A human voice shouted; that came faintly in the thunder, but he could not answer. His hands were locked at the creature's shoulders, trying to keep that face from his throat, and losing.

A shock jolted through the wiry limbs and the creature let go, staggered up with an almost-silent scream and went for Jim and Amos. Merritt came to his knees and saw another of them coming at them… seized up a handsized rock and lurched from knee to feet, aimed for the back of the one's head with all the power in him.

Even so it took a moment for the creature to fall— slowly, as if the hard-muscled body had a force of its own beyond the shattered brain; and in that slow moment the others closed in.

The rifles went off and hit true, dropped two of them writhing to the ground; and Merritt found himself locked with another. He avoided a first slash at his arm and hit hard enough to stagger the creature. The returned blow came low in the side, a bruising pain. He ignored that and the breathless ache that followed, smashing with dogged fury at the fanged countenance that breathed so close to his face, until the grip weakened and the lifeless body sank down, hands dragging at his clothing even as it fell.

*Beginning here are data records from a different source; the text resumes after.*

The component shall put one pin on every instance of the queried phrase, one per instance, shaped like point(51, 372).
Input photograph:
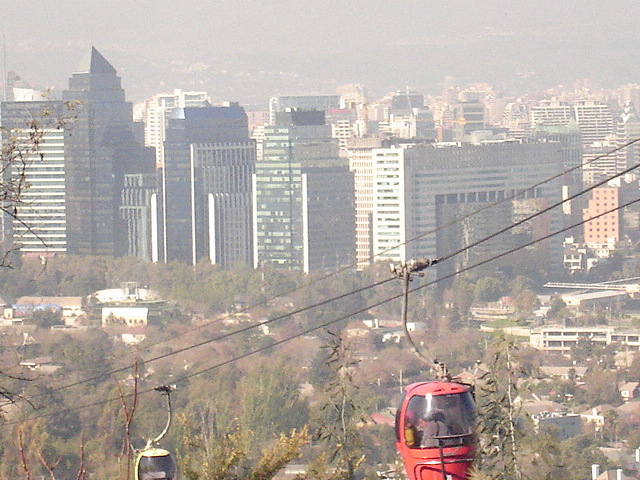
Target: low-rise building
point(562, 424)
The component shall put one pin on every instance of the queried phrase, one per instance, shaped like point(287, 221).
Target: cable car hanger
point(435, 425)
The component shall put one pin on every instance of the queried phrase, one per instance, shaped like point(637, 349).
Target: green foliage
point(488, 289)
point(213, 455)
point(340, 415)
point(499, 413)
point(270, 399)
point(47, 318)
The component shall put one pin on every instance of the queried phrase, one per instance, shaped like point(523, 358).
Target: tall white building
point(156, 116)
point(389, 215)
point(595, 121)
point(551, 113)
point(39, 225)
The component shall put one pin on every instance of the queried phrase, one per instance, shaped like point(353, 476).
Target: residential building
point(604, 228)
point(39, 225)
point(595, 121)
point(554, 338)
point(206, 186)
point(360, 155)
point(100, 148)
point(627, 130)
point(551, 113)
point(562, 425)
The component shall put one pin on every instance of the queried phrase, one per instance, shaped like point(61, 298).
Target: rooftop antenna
point(4, 67)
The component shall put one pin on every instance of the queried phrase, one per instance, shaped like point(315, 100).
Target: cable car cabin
point(435, 431)
point(155, 464)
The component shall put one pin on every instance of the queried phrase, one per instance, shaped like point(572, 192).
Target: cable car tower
point(152, 462)
point(435, 425)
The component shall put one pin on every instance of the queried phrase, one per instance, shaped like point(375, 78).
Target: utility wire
point(309, 307)
point(331, 322)
point(417, 237)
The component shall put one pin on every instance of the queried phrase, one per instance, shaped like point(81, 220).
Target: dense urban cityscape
point(240, 255)
point(319, 182)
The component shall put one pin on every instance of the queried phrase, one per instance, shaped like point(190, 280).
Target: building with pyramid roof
point(100, 151)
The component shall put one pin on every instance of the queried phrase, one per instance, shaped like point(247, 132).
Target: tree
point(212, 455)
point(22, 145)
point(499, 412)
point(339, 417)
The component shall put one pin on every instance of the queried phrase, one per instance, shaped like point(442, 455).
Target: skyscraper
point(156, 116)
point(99, 150)
point(420, 189)
point(39, 224)
point(304, 217)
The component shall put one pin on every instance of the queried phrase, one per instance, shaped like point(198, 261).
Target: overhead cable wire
point(440, 260)
point(331, 322)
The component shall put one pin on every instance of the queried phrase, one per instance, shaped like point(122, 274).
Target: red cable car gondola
point(435, 430)
point(435, 425)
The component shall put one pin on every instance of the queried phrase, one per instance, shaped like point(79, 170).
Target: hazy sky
point(252, 49)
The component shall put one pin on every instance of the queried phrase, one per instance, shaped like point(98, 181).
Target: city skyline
point(252, 51)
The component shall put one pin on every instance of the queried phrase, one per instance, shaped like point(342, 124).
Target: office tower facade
point(551, 113)
point(418, 190)
point(282, 103)
point(360, 155)
point(100, 149)
point(156, 112)
point(138, 211)
point(303, 197)
point(206, 187)
point(595, 121)
point(39, 225)
point(604, 230)
point(570, 139)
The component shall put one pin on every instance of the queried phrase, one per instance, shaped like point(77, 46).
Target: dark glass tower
point(100, 149)
point(206, 186)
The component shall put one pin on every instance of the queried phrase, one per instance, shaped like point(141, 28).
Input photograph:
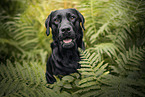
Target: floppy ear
point(47, 25)
point(82, 19)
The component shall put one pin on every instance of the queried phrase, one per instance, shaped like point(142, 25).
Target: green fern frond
point(130, 60)
point(23, 80)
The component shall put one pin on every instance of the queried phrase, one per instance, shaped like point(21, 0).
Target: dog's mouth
point(68, 43)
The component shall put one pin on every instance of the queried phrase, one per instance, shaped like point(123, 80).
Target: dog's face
point(65, 25)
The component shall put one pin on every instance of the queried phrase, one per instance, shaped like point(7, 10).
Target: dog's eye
point(56, 20)
point(72, 17)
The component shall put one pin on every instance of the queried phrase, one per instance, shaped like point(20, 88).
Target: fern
point(24, 80)
point(130, 60)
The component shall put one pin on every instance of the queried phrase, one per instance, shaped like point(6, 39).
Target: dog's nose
point(65, 29)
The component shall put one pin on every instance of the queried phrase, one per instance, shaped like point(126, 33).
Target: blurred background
point(115, 33)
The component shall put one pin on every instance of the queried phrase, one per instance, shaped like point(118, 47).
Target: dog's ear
point(48, 24)
point(81, 19)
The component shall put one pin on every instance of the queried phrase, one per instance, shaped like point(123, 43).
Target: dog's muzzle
point(67, 37)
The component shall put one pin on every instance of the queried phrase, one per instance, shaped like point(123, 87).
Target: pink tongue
point(67, 40)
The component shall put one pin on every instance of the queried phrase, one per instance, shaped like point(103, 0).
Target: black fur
point(67, 37)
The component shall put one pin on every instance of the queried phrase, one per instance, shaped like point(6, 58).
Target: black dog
point(67, 37)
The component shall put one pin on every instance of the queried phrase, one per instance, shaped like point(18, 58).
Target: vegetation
point(112, 64)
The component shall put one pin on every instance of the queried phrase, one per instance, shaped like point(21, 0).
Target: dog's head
point(66, 28)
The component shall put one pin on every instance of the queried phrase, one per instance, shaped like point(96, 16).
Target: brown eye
point(72, 17)
point(56, 20)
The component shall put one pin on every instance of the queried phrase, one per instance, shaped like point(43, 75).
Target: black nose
point(65, 29)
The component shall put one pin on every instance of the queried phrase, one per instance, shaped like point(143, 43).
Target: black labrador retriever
point(67, 38)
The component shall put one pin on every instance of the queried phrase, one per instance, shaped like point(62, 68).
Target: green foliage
point(23, 79)
point(111, 66)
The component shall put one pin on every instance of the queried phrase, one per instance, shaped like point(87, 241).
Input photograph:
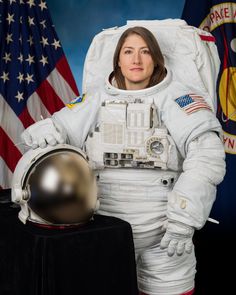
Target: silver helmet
point(55, 185)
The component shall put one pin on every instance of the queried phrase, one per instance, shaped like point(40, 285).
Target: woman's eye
point(128, 51)
point(145, 51)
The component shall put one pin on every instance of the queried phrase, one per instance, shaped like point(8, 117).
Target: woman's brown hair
point(159, 68)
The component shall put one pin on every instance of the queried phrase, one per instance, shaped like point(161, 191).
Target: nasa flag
point(219, 18)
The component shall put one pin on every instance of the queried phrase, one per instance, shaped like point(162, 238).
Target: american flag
point(35, 78)
point(191, 103)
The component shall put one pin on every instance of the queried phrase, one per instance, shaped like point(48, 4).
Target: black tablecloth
point(96, 258)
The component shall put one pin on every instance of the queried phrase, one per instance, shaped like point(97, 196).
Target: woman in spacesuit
point(154, 144)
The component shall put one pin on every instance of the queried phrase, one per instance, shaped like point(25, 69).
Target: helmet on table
point(55, 185)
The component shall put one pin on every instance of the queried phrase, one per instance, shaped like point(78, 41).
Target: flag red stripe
point(49, 97)
point(64, 69)
point(8, 151)
point(25, 118)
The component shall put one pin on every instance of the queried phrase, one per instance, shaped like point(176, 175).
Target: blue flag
point(219, 18)
point(35, 78)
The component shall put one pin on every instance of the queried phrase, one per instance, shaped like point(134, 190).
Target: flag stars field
point(29, 78)
point(19, 96)
point(20, 77)
point(5, 76)
point(44, 41)
point(10, 18)
point(31, 21)
point(42, 5)
point(32, 63)
point(31, 3)
point(9, 38)
point(30, 59)
point(7, 57)
point(56, 44)
point(44, 60)
point(30, 40)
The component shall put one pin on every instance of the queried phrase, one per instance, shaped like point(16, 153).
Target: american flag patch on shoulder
point(76, 101)
point(191, 103)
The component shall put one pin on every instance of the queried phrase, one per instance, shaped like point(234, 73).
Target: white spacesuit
point(158, 157)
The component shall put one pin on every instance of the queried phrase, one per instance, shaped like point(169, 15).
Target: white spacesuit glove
point(177, 238)
point(42, 133)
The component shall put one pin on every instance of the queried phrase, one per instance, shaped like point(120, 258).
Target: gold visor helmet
point(55, 186)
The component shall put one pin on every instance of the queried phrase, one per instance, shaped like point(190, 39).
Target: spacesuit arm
point(197, 138)
point(194, 193)
point(78, 118)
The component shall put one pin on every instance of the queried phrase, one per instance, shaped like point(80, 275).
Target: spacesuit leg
point(160, 274)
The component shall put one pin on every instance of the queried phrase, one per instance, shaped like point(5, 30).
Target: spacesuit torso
point(137, 142)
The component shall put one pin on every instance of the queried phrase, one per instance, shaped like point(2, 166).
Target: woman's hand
point(178, 238)
point(42, 133)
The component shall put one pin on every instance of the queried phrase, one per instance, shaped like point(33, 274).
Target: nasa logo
point(221, 22)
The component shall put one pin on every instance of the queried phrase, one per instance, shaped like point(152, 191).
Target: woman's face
point(135, 62)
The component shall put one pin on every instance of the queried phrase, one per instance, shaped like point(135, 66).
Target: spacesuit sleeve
point(78, 117)
point(197, 136)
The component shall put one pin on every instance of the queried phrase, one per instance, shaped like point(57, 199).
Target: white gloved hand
point(42, 133)
point(177, 238)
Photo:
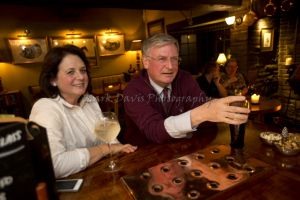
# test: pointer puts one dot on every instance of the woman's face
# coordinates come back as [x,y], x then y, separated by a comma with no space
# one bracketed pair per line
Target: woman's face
[231,68]
[71,78]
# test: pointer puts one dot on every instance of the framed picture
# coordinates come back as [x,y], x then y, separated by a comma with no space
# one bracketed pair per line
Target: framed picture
[86,43]
[157,26]
[110,44]
[267,39]
[29,50]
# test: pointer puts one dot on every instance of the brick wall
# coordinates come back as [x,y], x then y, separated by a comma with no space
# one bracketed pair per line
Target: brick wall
[269,66]
[289,46]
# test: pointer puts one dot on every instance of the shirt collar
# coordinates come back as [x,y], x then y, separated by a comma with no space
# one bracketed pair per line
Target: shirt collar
[158,88]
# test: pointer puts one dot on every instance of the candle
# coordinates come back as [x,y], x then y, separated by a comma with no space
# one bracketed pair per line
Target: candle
[288,61]
[255,98]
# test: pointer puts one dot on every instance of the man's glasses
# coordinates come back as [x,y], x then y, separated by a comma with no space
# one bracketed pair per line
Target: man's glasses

A rifle discharged again, dim in the thunder, collapsing another of the creatures over Jim's prostrate form; and Amos bent down to heave the dead thing off his son—Jim trying weakly to get to his feet. Merritt swaggered away from the support where he was leaning and started to help them, when the movement of lights still showed.

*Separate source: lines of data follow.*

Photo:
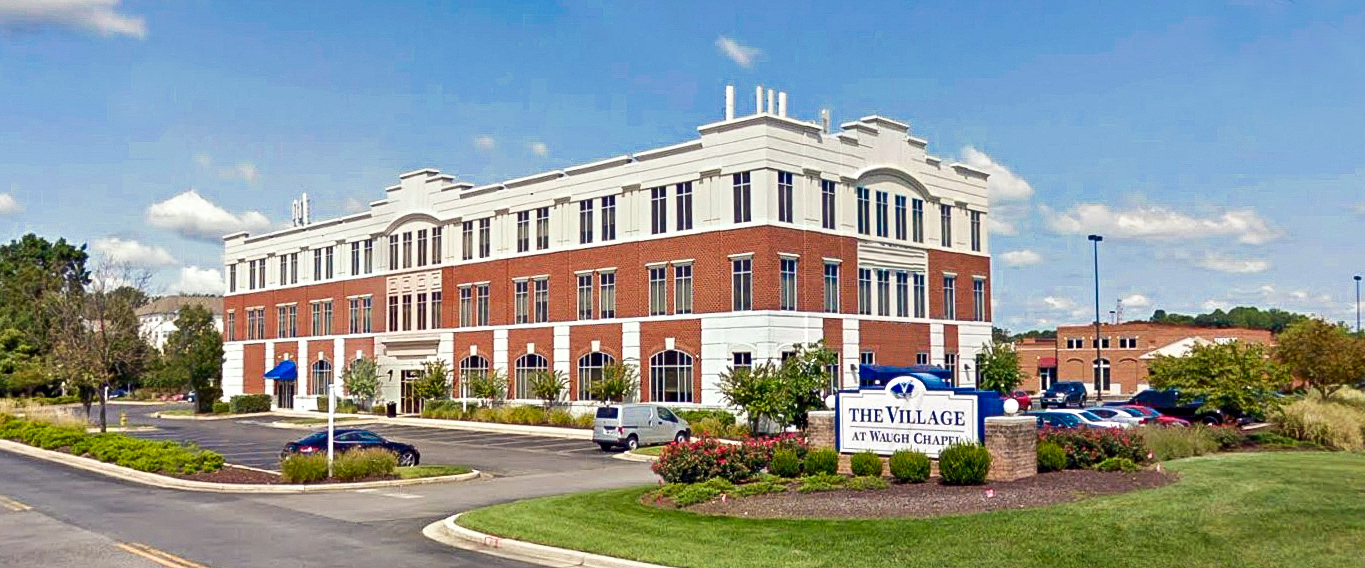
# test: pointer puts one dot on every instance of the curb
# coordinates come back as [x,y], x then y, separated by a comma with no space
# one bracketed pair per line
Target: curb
[187,485]
[451,534]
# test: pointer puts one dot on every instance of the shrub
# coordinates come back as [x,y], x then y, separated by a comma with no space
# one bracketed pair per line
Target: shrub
[785,463]
[363,463]
[822,460]
[866,464]
[866,484]
[1118,464]
[909,467]
[1050,458]
[964,464]
[249,403]
[303,469]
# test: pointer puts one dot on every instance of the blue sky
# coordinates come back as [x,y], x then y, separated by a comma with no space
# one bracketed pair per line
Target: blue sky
[1216,145]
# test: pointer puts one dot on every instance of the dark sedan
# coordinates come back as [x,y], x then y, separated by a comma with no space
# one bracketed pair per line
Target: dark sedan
[347,440]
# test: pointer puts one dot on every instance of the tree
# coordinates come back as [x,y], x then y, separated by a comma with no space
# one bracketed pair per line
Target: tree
[1237,377]
[999,367]
[1322,355]
[193,357]
[362,381]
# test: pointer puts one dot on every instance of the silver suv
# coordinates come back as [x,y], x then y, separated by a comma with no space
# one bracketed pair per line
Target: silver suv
[634,425]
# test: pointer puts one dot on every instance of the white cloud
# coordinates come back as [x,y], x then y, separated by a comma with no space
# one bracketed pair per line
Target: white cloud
[1002,185]
[1021,258]
[1154,223]
[198,280]
[195,217]
[133,253]
[741,55]
[90,15]
[8,205]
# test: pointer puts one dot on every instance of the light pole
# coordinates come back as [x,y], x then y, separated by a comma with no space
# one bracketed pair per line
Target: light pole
[1099,392]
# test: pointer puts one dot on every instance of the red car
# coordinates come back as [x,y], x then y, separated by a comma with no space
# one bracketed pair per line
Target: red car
[1160,418]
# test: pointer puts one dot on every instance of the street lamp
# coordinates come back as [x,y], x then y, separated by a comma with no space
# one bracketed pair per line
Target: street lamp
[1099,392]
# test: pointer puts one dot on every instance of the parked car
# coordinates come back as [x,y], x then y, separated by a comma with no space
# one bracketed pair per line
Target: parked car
[346,440]
[1064,395]
[634,425]
[1119,414]
[1020,396]
[1091,419]
[1055,419]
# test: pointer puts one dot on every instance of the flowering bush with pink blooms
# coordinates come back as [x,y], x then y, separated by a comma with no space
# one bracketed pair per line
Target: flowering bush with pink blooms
[1088,447]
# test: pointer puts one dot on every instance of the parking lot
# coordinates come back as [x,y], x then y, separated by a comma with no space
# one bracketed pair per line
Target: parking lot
[253,443]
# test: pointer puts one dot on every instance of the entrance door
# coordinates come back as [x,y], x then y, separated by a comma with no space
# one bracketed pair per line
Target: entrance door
[284,393]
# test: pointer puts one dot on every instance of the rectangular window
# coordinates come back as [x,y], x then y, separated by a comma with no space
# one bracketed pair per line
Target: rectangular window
[786,284]
[522,301]
[864,210]
[482,305]
[684,198]
[920,295]
[658,291]
[902,294]
[467,240]
[949,298]
[466,306]
[683,288]
[584,296]
[586,221]
[743,198]
[883,292]
[741,284]
[658,210]
[946,224]
[979,299]
[609,217]
[485,238]
[976,231]
[784,197]
[827,200]
[864,291]
[882,225]
[900,217]
[523,231]
[831,287]
[542,228]
[606,296]
[422,247]
[542,301]
[407,249]
[917,220]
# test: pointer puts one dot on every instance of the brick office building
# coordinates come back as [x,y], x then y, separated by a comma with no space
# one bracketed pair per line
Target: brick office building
[1125,351]
[729,249]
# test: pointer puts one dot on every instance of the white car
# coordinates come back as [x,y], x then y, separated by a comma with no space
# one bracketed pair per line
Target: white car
[1092,419]
[1117,415]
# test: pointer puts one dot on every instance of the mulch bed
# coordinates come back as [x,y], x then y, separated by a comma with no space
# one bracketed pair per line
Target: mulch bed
[931,499]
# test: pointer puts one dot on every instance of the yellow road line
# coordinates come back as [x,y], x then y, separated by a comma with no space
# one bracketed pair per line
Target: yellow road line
[14,505]
[157,556]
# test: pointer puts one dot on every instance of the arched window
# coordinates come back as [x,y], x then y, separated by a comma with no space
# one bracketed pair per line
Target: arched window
[591,367]
[670,377]
[321,377]
[1102,369]
[526,367]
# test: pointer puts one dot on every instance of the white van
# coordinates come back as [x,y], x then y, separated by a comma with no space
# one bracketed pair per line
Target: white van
[634,425]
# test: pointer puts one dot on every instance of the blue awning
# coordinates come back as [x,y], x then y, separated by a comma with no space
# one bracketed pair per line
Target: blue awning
[284,372]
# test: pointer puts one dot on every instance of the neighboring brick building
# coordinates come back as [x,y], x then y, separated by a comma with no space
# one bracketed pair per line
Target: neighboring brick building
[729,249]
[1125,350]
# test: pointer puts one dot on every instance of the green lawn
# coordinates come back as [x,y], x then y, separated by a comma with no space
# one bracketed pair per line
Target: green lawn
[1297,509]
[430,471]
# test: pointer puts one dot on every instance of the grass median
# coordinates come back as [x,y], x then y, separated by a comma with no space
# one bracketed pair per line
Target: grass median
[1242,509]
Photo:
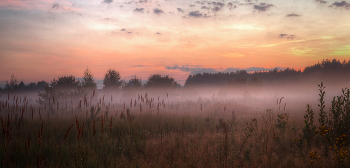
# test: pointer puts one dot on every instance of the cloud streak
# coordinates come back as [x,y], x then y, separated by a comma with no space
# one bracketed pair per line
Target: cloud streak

"Give me that gun," he said to Amos, trying to take the weapon, and could not—swayed on his feet when Amos jerked back on it. "They're out there by the dike," he insisted, pleading. "Amos, they're still out there."

"Stay with my boy," Amos said. "Get him out of here."

"Amos—" Merrill protested, but the elder Selby swore and pushed him roughly aside, began to run. Merritt tried to follow: the ache in his side was such that he could not run, his legs shaking under him. He brought up against one of the supports, and Amos had far outdistanced him by now. He staggered instead back to Jim, hauled him up. Jim tried to walk, tried to help him; he hastened, dragging the injured youth a limping course across the face of the dike, back again, to the base of the steps, upward.

A shot sounded feebly in the distance; and another. Merritt stopped and looked back, searching for the lights, heaved at Jim and the two of them climbed another turn of the trail, to open sky.

Another shot.

"He's still all right," Merritt.

Then incredibly there was a great flare of light, a belated shock of sound, and all that great pent-up tide crested white and poured toward the dam, washed up in one great wave and broke, crashed, thundered toward the flume supports and snapped them like kindling, boiling white at their stumps and churning over the unfinished spillway, eroding, ripping great quantities of rock away, widening the breach.

"Dad," Jim was saying, over and over again, and Merritt finally pulled him back, drew him away and up the trail, step by slow step. Sometimes he had to rest, to ease the ache in his side, and it was a long time before they reached the rim.

There he had to stop, sank to his knees and let Jim down, gasped for breath and touched at Jim's blank face.

"Jim. Jim, you hear me?"

Jim murmured something and tried to move.

"Jim, there's no place left. We've got to make it to the station, whatever's there. You understand me? They're all over these woods. Can you hold yourself up?"

For answer Jim tried to rise again, and Merritt made to help him; his hand closed on Jim's arm and Jim made an animal sound of pain, steadied himself, made drunken steps.

By now the pain in his own side had taken on a steady pulse: he was bleeding, he thought, remembered that the one who had attacked him had had a knife and did not want to feel to know. It was not a killing wound; he was still on his feet and a killing wound ought to be numb—he had heard that somewhere in his youth and chose now to believe it. He took a better grip about Jim and turned for the forest road, the way back to the station, putting from his mind what they might meet there, or how many of the People might be left.